After you’ve packed those items into your backpack, check it for weight, first to see if there’s room for extra items, then to make sure it isn’t too heavy. After all, it would be nice to be able to take along a few extra snacks.

Pro Packers

You won’t learn everything there is to know about packing the first time around, but, after you’ve made a few treks, you’ll instinctively know what to take and what not to take. In time, knowing what you need to pack will become second-nature to you. After all, packing is a skill that takes some time getting used to., but the experience will pay off in the end. Anyone can do it, however, if they have the will and put enough effort into it.

Make the Most of What You Have

Don’t worry if you get ahead of yourself the first time around. Part of learning how to prepare properly is knowing how to make the most of what you have.
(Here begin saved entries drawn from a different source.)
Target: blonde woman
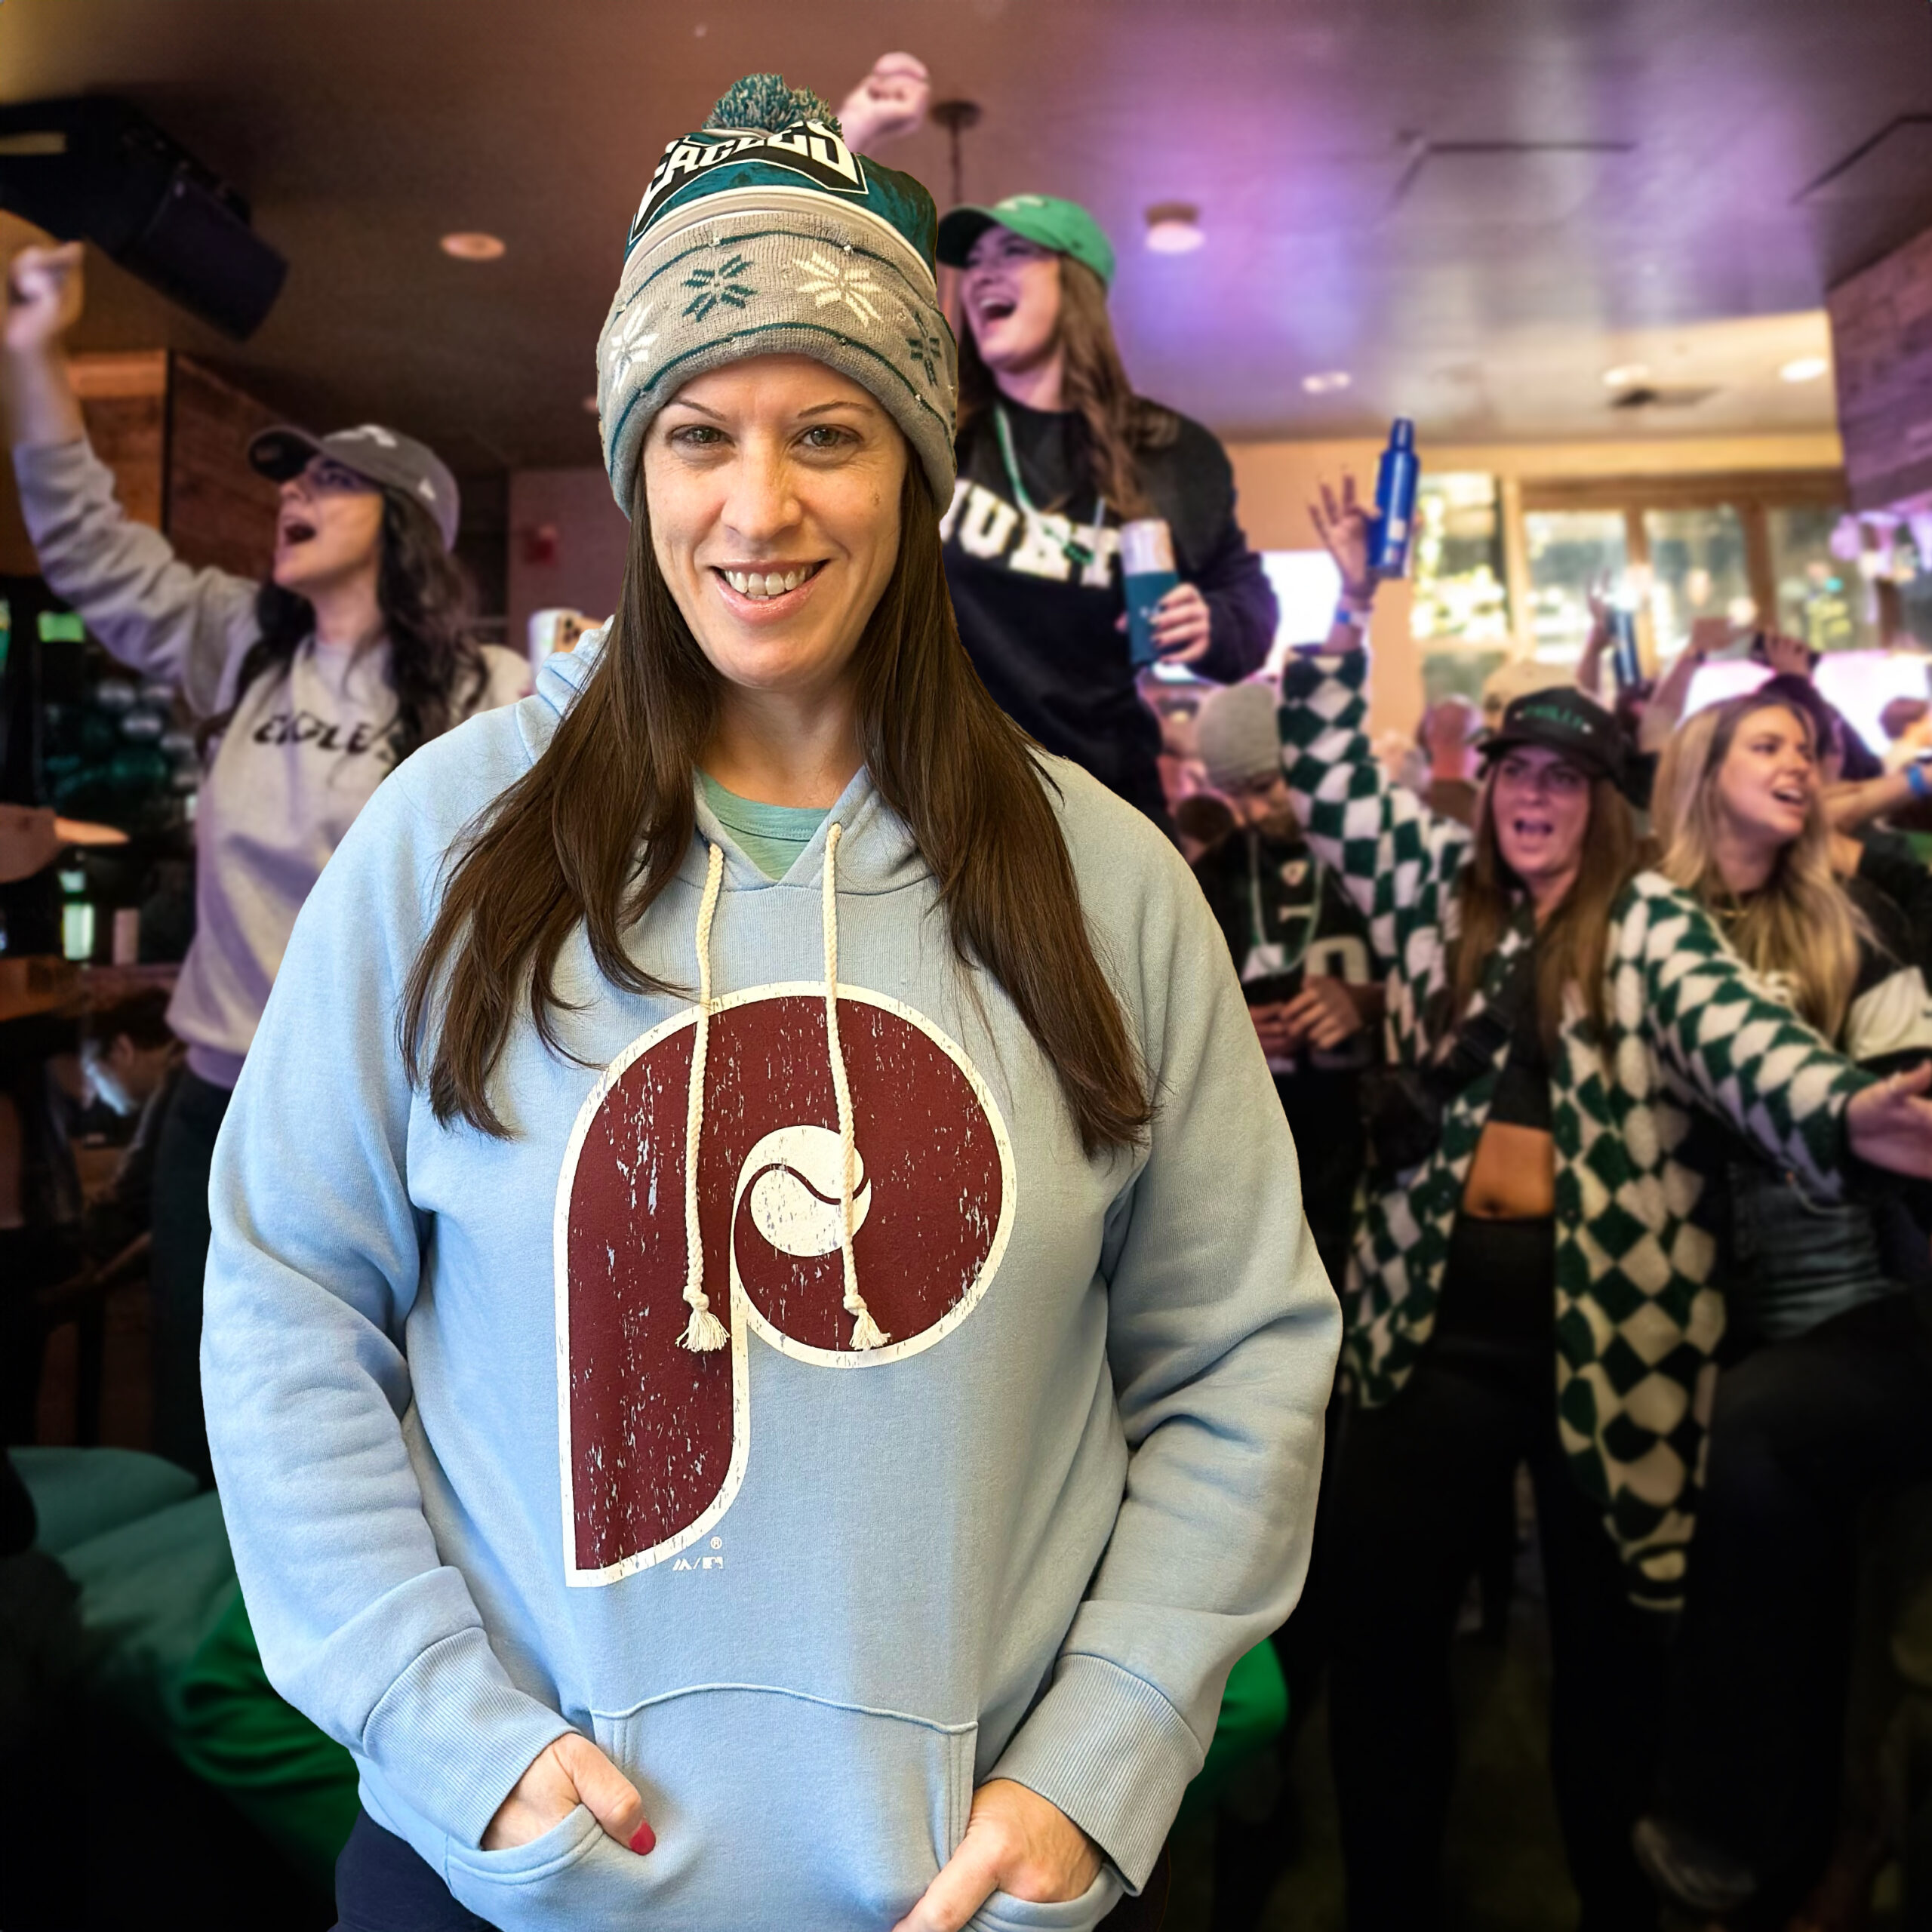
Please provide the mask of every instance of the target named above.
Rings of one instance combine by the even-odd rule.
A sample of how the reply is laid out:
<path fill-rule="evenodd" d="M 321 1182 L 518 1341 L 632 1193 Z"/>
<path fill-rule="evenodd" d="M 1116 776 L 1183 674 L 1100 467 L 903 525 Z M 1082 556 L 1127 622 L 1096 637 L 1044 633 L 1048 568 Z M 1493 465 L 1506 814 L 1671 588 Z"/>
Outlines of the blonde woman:
<path fill-rule="evenodd" d="M 1932 1001 L 1894 909 L 1833 875 L 1817 749 L 1783 696 L 1688 720 L 1658 772 L 1661 869 L 1801 1018 L 1895 1075 L 1932 1053 Z M 1727 1365 L 1637 1847 L 1687 1905 L 1775 1912 L 1837 1816 L 1855 1514 L 1932 1475 L 1932 1337 L 1908 1292 L 1932 1284 L 1908 1198 L 1827 1204 L 1742 1149 L 1730 1171 Z"/>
For example, if the occasion calls for taking more than one type of backpack, then you should take the time to familiarize yourself with all of them. It takes more than brawn to become a good backpacker. Learning the strengths and weaknesses of your equipment is just as important as your strength. And this will only be perfected with time and practice.
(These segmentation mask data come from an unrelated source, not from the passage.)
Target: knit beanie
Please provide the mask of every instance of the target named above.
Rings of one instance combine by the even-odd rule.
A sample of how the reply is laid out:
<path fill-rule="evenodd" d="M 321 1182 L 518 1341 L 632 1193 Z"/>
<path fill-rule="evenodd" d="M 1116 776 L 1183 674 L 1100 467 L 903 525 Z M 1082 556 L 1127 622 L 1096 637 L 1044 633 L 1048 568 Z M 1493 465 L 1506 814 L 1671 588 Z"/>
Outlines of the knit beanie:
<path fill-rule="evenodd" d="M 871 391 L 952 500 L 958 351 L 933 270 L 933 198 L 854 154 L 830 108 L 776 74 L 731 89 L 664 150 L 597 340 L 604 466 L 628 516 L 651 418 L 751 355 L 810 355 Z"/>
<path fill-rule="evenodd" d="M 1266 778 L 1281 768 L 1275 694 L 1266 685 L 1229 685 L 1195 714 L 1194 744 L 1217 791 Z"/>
If you’re working with a limited budget, then it may be necessary to postpone the purchase of certain types of equipment. There’s nothing wrong with taking these steps incrementally. Beginning with simpler equipment and working your way up may be a plus in some cases. So, stay within your budget and learn to be a smart shopper. It’ll save you time and money in the long run.

Final Thoughts

Backpacking is a fun sport, but it requires a lot of skill as well. It’ll take time and experience, you will eventually get to where you need to be. Start small. Take a day pack on a short excursion one day, then work your way unto, let’s say, a military backpack. Then when you feel confident enough, make it an overnighter.

The shorter treks will help acclimatize you to the outdoors if you’re not used to it. Then when you’re ready, start taking longer and longer hikes. It is also a good idea to take a friend along at first, just in case something goes wrong. After all, accidents can happen on the trail, and having a friend there to help is a plus.

The feeling you get from backpacking is amazing, and the freedom you feel is indescribable–being out in the wild and away from the madness of city life–is a feeling you’ll never forget.